Fue entonces cuando se me ocurrió utilizar mi bolsa de ixtle como reata
y ayudarnos con ella para progresar en nuestros descensos y ascensos.
-
Te
toca a ti. ¡Órale, ahí va!
-
Imposible.
¡No puede ser! Eran nuestras palabras que acompañaban a nuestra desesperación.
Oscurecía,
la luz menguaba y sabíamos que pronto, no tendríamos más oportunidades para
seguir buscando el camino para regresar al pueblo. Decidimos mejor encontrar un
lugar para esperar, ¿esperar? Sí, esperar nuestro rescate. Yo estaba segura que
vendrían a buscarnos. Así que en cuanto la penumbra apareció, ambos concluimos
que no había que moverse más.
No
recuerdo miedo, ni desconfianza, ni tan siquiera arrepentimiento de mi
imprudencia durante esas horas que transcurrían. Sólo sentía frío, mucho frío conforme
oscurecía y la temperatura bajaba.
Mientras
esto sucedía en la peña, tía Bego repetía a cada rato a gente del pueblo: “Se
ha perdido”.
-
Quizá
ya no tarde. Usted no se preocupe. Le contestaban.
-
No,
se ha perdido. Respondía contundente.
-
Ella
me dijo que estaría aquí sobre las 5, a más tardar las 6. Ya está haciéndose
muy tarde y sin luz no podrá bajar. Hay que buscarla.
Mi
compadre Abundio me contó que la tía no mencionó en ningún momento a Luis.
Nunca habló en plural. Ella solo se refería a mí.
Después
pude comprobar que para aquella gente, yo era su responsabilidad y era también
una amiga que había dejado de ser forastera. Luis era un forastero.
A
las siete tía Bego fue a ver al Presidente Municipal pero como no estaba, habló
o intentó hablar con el síndico para pedirle que fueran a buscarme. Sin
embargo, debido a la hora y a la fecha, el síndico ya no estaba sobrio y sólo le
repetía.
-
Espere
usted. Ya regresará., oliendo a mezcal.
Tía Bego
insistió e insistió, hasta que por respuesta obtuvo “iremos mañana, ahora es
imposible subir a la peña. No se ve nada y es peligroso”.
-
¿Mañana?
¡No! Hoy, ahora mismo.
Me cuentan
que su impotencia por lograr convencer a las autoridades para que fueran por mí
(por nosotros), hizo que empezara a beber para calmarse. Me consta que tía Bego
no bebía, quizá alguna cerveza de vez en cuando pero nada más. Ese día
sorprendió a todos llorando y bebiendo y buscando a alguien que quisiera subir
a la peña para encontrarme (encontrarnos). Así llegó a buscar a los profesores
de la escuela del pueblo; uno de ellos era mi compadre Abundio (al año
siguiente me convertiría en madrina de su pequeña hija) quien le dijo:
-
Consígame
usted a alguien que pueda guiarnos y voy. Pues llendo solo, me perdería
también.
Pronto tía
Bego consiguió a Gustavo que conocía bien la peña y junto con mi compadre
Abundio y tres personas más, se encaminaron a buscarme, llevando consigo unas
lámparas y alguna escopeta.
De repente,
a lo lejos divisamos unas luces.
-
¡Ya
vienen! ¡Nos buscan! Grité. Y presurosa tomé mi cámara para tirar unas fotos
pues el flash ayudaría a localizarnos. ¡Bendita cámara!
Y de esta
forma, se entabló una comunicación de luces y sonidos. Esperamos. Tardaron unas
horas aún en llegar a nuestro encuentro. Cuando eso pasó, mi compadre me
advirtió:
- Carmen tienes a tía Bego muy disgustada y me
abrazaron y felices descendimos la peña.
Ellos, mis rescatistas, me alumbraban el camino.
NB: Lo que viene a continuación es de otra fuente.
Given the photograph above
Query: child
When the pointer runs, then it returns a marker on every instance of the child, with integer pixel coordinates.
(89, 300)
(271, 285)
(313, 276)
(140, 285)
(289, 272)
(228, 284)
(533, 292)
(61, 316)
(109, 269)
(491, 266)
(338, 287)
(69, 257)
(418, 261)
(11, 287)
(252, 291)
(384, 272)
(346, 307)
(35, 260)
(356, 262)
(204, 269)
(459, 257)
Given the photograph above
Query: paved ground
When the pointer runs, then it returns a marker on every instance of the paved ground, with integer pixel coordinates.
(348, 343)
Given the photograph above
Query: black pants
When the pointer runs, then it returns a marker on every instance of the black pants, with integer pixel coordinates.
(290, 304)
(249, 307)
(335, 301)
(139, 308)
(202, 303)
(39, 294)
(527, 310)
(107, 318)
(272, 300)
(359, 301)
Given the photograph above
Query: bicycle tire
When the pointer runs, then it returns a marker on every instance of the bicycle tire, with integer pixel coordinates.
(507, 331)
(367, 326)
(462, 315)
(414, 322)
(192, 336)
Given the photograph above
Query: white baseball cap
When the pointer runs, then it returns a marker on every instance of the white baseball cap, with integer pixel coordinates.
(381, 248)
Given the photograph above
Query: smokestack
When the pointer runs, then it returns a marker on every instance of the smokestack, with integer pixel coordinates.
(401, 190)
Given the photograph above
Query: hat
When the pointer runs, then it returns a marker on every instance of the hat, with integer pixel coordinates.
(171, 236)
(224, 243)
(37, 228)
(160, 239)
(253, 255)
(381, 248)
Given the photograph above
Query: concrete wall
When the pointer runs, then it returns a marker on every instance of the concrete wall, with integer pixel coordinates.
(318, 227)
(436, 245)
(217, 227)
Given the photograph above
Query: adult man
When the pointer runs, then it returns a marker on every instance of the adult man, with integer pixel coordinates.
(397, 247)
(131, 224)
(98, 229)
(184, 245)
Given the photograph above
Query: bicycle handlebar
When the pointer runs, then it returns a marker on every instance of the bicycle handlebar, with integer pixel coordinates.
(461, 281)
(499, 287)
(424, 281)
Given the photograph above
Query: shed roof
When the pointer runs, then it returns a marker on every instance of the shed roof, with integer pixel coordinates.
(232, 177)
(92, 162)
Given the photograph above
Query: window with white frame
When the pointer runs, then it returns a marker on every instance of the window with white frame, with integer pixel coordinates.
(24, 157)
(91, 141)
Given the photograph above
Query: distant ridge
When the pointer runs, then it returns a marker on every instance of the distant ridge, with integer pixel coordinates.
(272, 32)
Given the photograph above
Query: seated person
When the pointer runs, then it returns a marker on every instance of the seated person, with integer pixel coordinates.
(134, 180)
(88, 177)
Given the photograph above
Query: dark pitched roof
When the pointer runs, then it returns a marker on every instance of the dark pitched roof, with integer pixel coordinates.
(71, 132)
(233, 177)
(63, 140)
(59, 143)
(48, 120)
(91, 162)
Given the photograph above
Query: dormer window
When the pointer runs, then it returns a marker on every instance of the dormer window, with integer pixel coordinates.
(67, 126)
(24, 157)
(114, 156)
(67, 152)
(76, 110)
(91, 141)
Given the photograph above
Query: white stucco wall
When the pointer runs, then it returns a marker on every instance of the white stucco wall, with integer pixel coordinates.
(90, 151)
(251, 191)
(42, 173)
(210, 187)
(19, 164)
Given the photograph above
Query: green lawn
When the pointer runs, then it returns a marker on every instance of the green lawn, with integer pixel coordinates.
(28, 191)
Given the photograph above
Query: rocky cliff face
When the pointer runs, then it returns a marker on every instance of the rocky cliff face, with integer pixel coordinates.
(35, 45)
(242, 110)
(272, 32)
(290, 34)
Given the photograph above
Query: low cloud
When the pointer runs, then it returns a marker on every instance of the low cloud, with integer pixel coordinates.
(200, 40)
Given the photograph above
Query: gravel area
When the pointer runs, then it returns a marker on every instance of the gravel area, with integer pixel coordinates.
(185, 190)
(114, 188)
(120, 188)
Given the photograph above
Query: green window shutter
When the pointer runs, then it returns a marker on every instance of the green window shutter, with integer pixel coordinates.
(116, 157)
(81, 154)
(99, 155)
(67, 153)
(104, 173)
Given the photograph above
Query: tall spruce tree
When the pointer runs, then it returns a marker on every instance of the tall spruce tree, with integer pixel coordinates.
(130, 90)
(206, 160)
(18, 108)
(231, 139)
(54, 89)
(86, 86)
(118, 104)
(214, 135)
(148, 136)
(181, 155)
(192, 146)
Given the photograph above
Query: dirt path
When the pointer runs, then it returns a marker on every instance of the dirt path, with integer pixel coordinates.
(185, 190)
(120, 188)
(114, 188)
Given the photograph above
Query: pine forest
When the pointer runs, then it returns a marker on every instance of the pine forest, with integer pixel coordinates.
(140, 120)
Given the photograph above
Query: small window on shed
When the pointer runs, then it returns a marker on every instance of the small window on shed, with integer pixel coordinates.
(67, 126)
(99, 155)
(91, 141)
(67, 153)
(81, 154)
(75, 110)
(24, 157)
¿Luis? Atrás, intentando aferrarse a la penumbra que dejaban las linternas para
no caerse. Nadie le alumbraba a él y yo lo hice notar pero, por respuesta vi la
sonrisa de mi compadre, diciendo “el que se busque la vida, venimos por ti”.
Parecía como que fuera Luis el responsable de ese angustioso día.
- Vas a
encontrar a tía Bego muy borracha. Ha bebido mucho.
- ¿Tía
Bego?, ¿por qué?
- ¿Por qué crees? Pues por ti, ¿por qué va a ser?
La bajada de
la peña fue de risas pues de vez en cuando resbalábamos y también de larga
plática, contando yo mi aventura y ellos, la zozobra que tía Bego había vivido
desde las 5 de la tarde, buscando y convenciendo a alguien para que subiera a
mi rescate.
Al llegar al
pueblo, me dirigí a casa de tía Bego. Ella ya estaba afuera esperándome. Su
casa estaba justo a la entrada del pueblo. Tía Bego me abrazó y lloró y lloró.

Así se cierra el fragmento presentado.